Aynı konuda bende sıkıntı duyuyorum. Nedir derseniz? Dinin suçlanmasını.Neden din suçlanıyor? Neden her konuda kabahatli arandığında dinimiz İslâma çatılıyor?
Düşünelim, bir doktor hastasının içinde ameliyat makasını unuttuğu zaman, tıp dünyası değil, doktor suçlanıyor, öyle değil mi?
Ya da mühendisin yaptığı köprü yıkılmış ise, kabahat mühendisindir, mühendisliğin değil.
Peki dindar geçinen biri, tembel, ahlak seviyesi düşük biri ise, bu kişi suç işlediginde, Neden direk İslâm dini suçlanıyor, Neden suçu işleyen karakter suçlanmıyor? Neden dinimiz İslâm hep suçlanıyor? Neden? Neden?

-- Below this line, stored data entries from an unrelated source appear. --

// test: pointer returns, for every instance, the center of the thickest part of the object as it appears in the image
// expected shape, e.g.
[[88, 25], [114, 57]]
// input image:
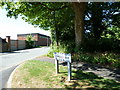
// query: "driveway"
[[8, 61]]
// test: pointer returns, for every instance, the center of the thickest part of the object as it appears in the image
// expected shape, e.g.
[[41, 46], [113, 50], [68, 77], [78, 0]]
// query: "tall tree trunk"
[[79, 9]]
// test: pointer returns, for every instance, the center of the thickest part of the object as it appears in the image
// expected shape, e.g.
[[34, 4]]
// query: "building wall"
[[13, 45], [4, 47], [21, 44], [39, 40], [18, 45]]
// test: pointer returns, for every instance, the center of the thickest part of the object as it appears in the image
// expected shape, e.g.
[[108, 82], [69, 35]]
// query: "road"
[[8, 61]]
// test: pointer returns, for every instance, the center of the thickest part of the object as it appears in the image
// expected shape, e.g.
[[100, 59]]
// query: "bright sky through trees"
[[12, 27]]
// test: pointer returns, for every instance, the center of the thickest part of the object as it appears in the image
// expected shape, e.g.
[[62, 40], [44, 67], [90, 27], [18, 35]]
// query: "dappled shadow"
[[89, 80], [100, 71]]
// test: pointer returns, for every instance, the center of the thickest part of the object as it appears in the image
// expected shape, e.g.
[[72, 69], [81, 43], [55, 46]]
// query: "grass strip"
[[39, 74]]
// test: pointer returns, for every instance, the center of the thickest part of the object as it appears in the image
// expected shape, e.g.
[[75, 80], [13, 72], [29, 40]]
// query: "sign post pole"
[[56, 67], [69, 71], [63, 57]]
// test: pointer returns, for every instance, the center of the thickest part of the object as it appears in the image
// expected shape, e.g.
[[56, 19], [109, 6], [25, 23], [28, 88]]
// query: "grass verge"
[[38, 74]]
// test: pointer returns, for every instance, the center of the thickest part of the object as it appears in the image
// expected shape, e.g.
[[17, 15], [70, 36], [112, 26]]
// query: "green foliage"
[[112, 32], [29, 42], [107, 59], [43, 73], [101, 45]]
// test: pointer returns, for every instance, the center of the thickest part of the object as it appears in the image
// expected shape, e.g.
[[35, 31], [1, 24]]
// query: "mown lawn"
[[38, 74]]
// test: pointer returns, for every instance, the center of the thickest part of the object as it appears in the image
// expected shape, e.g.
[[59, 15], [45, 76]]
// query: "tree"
[[79, 8], [42, 14]]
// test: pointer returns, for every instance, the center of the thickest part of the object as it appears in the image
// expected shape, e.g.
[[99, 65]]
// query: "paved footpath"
[[9, 61], [96, 69]]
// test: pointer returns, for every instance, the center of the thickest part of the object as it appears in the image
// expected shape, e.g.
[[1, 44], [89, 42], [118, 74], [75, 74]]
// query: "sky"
[[12, 27]]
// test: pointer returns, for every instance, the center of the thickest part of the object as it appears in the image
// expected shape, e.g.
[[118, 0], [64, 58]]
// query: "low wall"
[[21, 44], [17, 45]]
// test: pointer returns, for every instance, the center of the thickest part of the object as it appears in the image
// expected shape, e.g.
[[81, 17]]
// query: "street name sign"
[[63, 57]]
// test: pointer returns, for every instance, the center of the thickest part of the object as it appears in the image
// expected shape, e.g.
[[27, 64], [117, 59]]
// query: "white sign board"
[[63, 57]]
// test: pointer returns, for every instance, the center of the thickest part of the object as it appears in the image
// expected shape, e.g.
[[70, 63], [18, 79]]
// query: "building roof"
[[33, 34]]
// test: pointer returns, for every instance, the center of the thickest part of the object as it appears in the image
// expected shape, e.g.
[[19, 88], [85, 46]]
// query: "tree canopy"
[[66, 19]]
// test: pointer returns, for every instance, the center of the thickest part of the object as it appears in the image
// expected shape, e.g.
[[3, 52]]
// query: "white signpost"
[[63, 57]]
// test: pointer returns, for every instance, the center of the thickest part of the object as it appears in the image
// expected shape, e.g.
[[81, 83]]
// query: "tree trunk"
[[79, 9]]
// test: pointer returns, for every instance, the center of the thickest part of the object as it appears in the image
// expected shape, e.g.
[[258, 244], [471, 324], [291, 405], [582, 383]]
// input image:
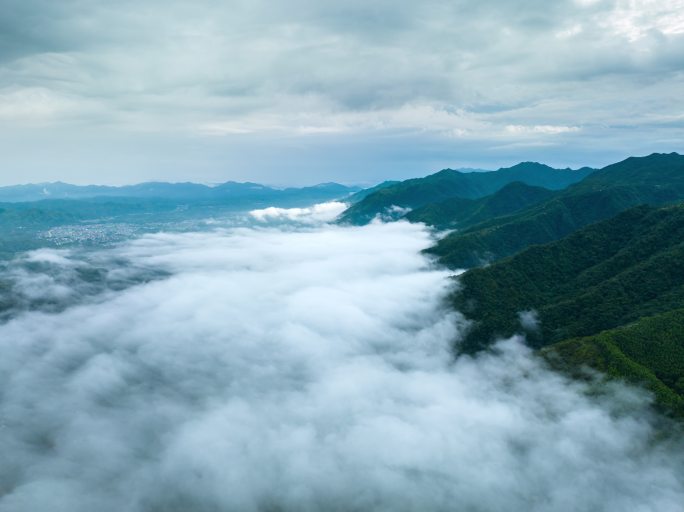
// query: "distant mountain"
[[461, 213], [172, 191], [655, 179], [587, 298], [449, 183], [601, 277]]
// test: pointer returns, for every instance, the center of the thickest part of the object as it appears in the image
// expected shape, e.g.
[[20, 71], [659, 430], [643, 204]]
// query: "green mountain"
[[460, 213], [449, 183], [655, 179], [609, 296], [648, 352], [601, 277]]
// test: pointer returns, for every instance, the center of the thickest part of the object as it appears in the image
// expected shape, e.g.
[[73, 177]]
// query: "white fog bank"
[[298, 371]]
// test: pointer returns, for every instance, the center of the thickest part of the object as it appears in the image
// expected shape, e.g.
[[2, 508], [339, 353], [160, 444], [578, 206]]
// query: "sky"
[[297, 370], [309, 91]]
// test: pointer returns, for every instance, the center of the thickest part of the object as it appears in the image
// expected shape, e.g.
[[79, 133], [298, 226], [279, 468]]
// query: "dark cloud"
[[183, 72]]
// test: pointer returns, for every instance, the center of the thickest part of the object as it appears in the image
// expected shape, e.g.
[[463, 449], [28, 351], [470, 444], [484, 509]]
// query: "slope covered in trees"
[[460, 213], [648, 352], [448, 184], [601, 277], [655, 180]]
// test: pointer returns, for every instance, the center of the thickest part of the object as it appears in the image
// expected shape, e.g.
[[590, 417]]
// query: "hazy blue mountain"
[[648, 352], [655, 179], [449, 183], [173, 191]]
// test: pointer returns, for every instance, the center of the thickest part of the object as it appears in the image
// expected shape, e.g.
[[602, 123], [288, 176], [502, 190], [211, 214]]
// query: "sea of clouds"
[[299, 369]]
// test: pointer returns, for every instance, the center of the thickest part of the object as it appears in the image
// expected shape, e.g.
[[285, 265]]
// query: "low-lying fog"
[[296, 369]]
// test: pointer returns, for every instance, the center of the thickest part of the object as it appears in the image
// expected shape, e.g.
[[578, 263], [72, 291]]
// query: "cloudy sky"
[[307, 91]]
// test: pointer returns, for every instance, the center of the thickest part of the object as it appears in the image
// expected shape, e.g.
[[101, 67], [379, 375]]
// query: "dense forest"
[[592, 274]]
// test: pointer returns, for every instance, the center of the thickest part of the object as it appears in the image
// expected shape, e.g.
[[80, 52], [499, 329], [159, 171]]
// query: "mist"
[[301, 369]]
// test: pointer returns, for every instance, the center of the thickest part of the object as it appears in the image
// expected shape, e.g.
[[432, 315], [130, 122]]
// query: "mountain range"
[[174, 191], [591, 274]]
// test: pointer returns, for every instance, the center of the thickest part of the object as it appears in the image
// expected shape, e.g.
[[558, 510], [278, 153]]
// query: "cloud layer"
[[300, 371], [355, 91]]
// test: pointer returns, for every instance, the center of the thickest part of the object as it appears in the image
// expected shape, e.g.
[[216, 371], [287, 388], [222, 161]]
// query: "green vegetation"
[[601, 277], [448, 184], [460, 213], [609, 297], [655, 180], [649, 352]]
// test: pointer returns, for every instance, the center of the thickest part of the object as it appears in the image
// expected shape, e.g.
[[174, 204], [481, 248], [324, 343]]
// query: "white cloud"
[[297, 371], [316, 214]]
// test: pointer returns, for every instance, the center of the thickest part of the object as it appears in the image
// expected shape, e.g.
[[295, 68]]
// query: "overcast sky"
[[355, 91]]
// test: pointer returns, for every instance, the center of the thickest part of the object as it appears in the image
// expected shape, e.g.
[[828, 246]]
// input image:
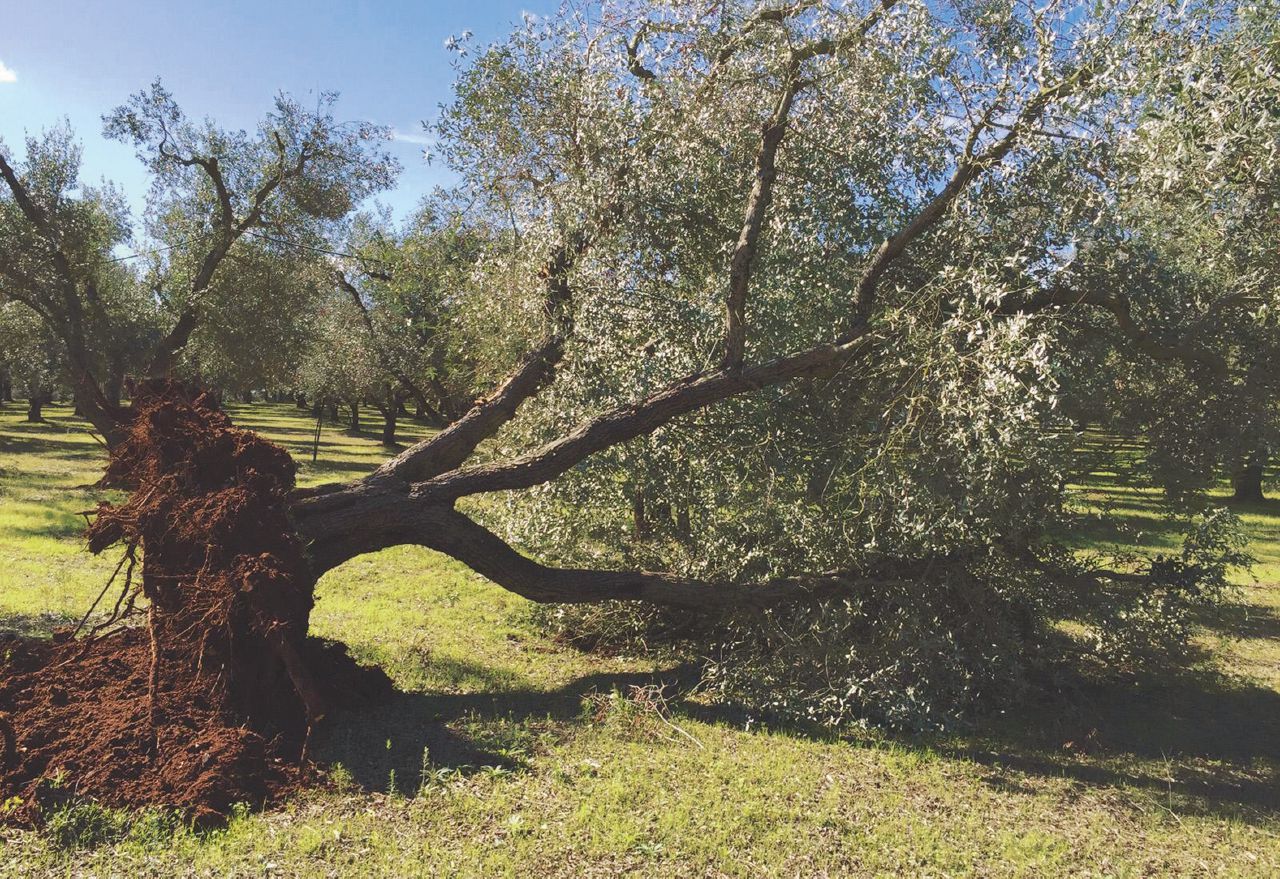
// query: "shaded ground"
[[507, 755]]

Hiç düşündük mü bu Islâma kurulan bir tuzak
O halde ne yapmalıyız?
Allah' a inanmalıyız
Peygambere bağlanmalıyız.
Kur'an a sarılıp
İslâma sıkı sıkı yapışmalıyız
Faziletli ve bilgili bir müslüman
Yüksek ahlâklı
İbadetli bir müslüman olmalıyız
İslamın ve imanın şartlarını yerine getirmeliyiz
ki vücudumuz, fikrimiz ve ruhumuz tertemiz olsun.

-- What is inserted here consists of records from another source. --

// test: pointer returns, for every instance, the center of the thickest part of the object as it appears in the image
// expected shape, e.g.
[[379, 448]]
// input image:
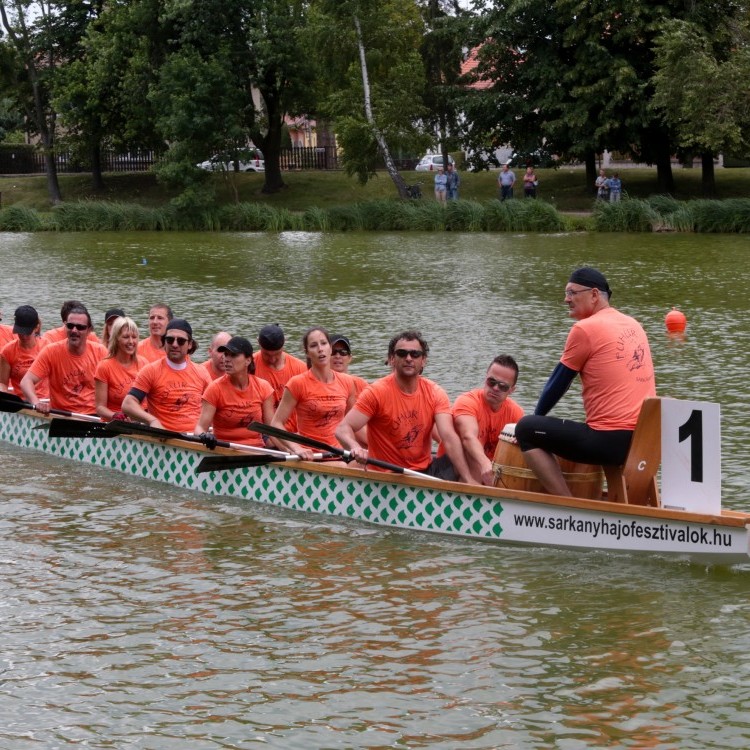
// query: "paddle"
[[11, 403], [227, 463], [265, 429]]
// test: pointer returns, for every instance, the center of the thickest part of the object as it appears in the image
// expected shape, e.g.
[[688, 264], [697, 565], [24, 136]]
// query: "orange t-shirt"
[[235, 409], [474, 404], [610, 351], [400, 425], [149, 352], [320, 406], [279, 378], [70, 376], [54, 335], [174, 396], [119, 379], [213, 374], [20, 360], [6, 335]]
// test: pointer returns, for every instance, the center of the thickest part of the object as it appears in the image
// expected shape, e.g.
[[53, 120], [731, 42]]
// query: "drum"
[[512, 473]]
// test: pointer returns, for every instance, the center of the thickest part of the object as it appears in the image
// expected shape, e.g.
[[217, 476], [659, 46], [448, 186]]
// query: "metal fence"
[[28, 161]]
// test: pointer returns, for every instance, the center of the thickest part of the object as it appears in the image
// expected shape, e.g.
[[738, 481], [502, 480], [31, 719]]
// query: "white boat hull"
[[389, 500]]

(İslam prensipleri A.Kemal Belviranlı)
Saygılarımla
Çanacık tarafından 1/11/2019 11:33:24 AM zamanında düzenlenmiştir.
Dilek USTA
Akıllı olan insan dediğinizi yapar, yapmalı arkadaş seçiminde, dost olmak istediğinde; ama birliktelik/ evlilik çok ayrı bir şey . Karşınızdaki her iki açıdan da tatmin etmiyorsa ( fiziksel güzellik ve bahsettiğiniz güzel ahlak) insan aklının dışarıda kalması ihtimali büyüktür ve de korkunçtur bence. Eşlerini güzel ahlaklı diye seçip, sonra da bozulmasın diyerek eve kapatarak, dışarıda uçan kuşu kaçırmayan erkeklerin sayısı arttıkça görünür de diyorum ki bu akıllı seçimler son bulmalı.

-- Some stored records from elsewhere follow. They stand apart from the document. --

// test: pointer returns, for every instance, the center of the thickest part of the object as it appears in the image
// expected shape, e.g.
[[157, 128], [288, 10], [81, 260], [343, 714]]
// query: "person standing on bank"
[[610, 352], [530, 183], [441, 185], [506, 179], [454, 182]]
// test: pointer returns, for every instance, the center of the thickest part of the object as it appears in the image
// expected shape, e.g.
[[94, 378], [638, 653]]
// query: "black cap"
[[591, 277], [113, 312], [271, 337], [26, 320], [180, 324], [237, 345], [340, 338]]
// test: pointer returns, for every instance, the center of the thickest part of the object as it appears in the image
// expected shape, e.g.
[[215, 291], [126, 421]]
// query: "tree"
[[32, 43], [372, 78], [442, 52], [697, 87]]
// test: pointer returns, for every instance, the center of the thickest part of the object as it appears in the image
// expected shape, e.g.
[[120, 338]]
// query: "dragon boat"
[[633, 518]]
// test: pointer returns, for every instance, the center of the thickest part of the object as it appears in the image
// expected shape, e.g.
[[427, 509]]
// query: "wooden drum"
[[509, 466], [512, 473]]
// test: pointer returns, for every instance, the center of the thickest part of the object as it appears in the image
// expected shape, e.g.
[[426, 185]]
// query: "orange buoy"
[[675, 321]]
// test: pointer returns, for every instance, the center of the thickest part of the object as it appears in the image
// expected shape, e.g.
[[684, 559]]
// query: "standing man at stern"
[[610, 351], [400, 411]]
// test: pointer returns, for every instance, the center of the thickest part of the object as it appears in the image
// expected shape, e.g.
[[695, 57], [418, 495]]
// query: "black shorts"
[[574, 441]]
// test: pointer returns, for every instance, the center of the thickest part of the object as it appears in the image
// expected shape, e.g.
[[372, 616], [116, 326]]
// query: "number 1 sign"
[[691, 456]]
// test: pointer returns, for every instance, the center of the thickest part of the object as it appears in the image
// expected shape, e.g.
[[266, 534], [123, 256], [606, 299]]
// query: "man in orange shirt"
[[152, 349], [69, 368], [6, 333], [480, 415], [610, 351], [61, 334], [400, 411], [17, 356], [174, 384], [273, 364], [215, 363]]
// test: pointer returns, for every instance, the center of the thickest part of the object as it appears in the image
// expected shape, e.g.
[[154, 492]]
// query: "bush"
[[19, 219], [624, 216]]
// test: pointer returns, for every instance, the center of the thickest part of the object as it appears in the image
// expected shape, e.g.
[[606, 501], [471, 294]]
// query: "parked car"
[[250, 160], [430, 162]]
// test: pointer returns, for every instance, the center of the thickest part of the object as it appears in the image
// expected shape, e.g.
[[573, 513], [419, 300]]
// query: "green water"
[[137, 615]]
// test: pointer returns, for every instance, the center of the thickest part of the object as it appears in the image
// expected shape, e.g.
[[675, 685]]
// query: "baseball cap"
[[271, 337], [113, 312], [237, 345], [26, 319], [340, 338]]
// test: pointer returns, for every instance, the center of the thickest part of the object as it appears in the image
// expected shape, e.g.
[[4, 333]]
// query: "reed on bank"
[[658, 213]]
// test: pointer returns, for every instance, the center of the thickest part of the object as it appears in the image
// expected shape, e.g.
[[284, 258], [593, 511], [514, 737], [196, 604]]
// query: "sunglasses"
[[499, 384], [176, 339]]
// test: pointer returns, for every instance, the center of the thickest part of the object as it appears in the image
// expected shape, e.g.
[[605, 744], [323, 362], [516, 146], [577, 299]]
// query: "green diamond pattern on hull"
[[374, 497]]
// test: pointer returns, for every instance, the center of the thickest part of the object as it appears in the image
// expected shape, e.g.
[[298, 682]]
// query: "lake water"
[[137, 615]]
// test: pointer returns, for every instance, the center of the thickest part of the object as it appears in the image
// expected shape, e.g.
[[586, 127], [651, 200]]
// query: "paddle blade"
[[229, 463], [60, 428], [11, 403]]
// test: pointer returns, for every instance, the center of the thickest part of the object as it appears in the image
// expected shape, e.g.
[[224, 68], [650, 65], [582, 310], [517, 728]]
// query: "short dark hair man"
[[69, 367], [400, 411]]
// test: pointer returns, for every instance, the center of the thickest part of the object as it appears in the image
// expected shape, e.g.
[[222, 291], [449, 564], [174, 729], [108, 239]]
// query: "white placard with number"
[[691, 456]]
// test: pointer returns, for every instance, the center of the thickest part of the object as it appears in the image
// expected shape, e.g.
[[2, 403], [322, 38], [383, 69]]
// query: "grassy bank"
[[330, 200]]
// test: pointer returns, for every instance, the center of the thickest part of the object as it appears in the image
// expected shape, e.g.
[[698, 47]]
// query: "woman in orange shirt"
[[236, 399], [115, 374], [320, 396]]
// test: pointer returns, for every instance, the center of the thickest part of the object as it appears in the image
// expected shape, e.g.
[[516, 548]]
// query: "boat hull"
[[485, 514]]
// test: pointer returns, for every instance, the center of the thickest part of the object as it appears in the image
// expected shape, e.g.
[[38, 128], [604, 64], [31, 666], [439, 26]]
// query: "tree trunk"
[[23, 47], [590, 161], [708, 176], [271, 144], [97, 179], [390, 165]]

Sormuşsunuz ya yanıtlıyayım
Her gün aynı tabloya bakmak zor'dur , güzelliği dışarıdan çekici gelenin içindeki fırça darbelerinin sürekliliği bakanı renklendirir, heyecanlandırır. Renkleri keşfediecek sır'da bir bütünsellik ve Zeki bir donanımla kurgulanmamışsa tablo bir bakış sonrası zaten bir daha bakılmayacak türdendir. Allah kimseyi böyle bir tabloya talip olmaya denk getirmesin dilerim.